Tuesday, July 28, 2015

Going Vegetarian: 5 Tips for an Easy Transition

Going Vegetarian: 5 Tips for an Easy Transition
I went vegetarian December 8, 2011 after being diagnosed with gout. I'd toyed with the idea before, since heart disease is rampant in my family and studies have shown that a vegetarian diet can cut the risk, but it was a single painful gout episode that convinced me. I thought it would be a difficult transition, but it wasn't and a few weeks later, I found I had more energy, felt better than I had in years, and didn't miss meat. If you're thinking about going vegetarian, here are some tips.
Get a Good Cook Book
Vegetarian cuisine doesn't mean banishment to bland meals. There's a cornucopia of good vegetarian cookbooks that offer up tasty recipes anyone can love. My personal favorite is "The Meat Lover's Meatless Cookbook: Vegetarian Recipes Carnivores will Devour," by Kim O'Donnel.
Use Spices Generously
I like to experiment in the kitchen and often dream up my own recipes, including a vegetarian "meatloaf" made from quinoa and spiced heavily with sage, bay leaves, and thyme. I found early on that I wasn't missing meat as much as I was missing the spices I used in meat dishes. Be creative.
Shop Around
For ready-made foods (e.g., vegetarian sausages), I've been most successful at Trader Joe's and Whole Foods, but most groceries have lots of options in the frozen section.

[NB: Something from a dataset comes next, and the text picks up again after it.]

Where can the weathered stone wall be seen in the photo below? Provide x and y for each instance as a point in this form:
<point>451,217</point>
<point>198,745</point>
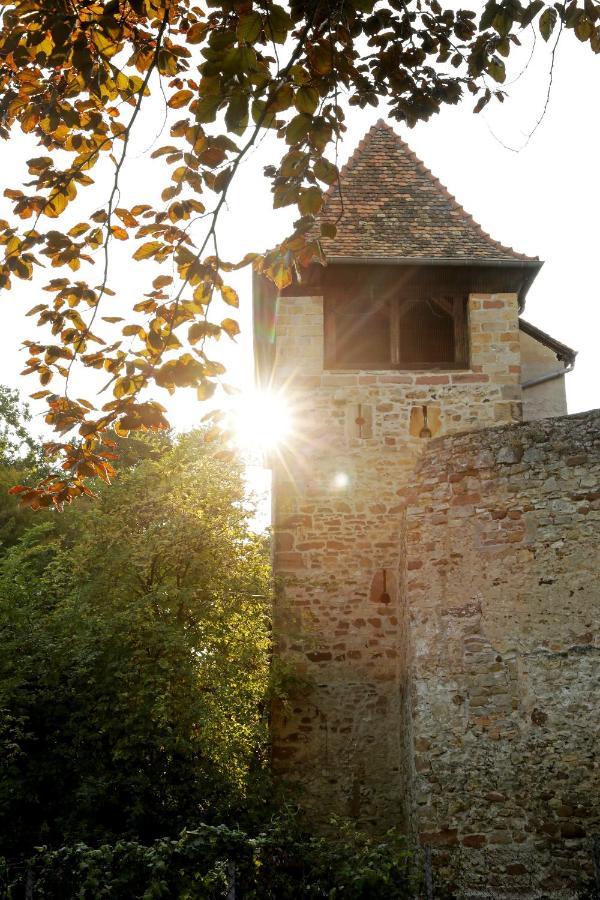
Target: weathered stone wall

Fresh and dry foods -- including tempeh, tofu, beans, and lentils -- can be found anywhere. Specialty items can be harder to find. Try Indian and Asian Supermarkets. 
Stay Low Sodium
Ready-made meals tend to be loaded with sodium. You won't get the maximum cardiac benefit of a vegetarian diet if you send your blood pressure soaring. The best way to keep the sodium intake low is to make your own dishes where you can, including veggie burgers -- once you make your own you'll never buy premade again.
Don't Obsess over Protein
You don't need meat to thrive. You can get your protein from a variety of sources. My favorites are tempeh, black beans, quinoa, chia seeds, and peanut butter. Since I'm not vegan, lowfat Greek yogurt is a staple.
Going vegetarian was easier than I thought, although I gained 5 pounds initially (be sure to count your calories)! Buy fresh, organic foods as often as possible and don't be afraid to experiment. One last thing: get a 9-cup food processor. It will save you lots of prep time.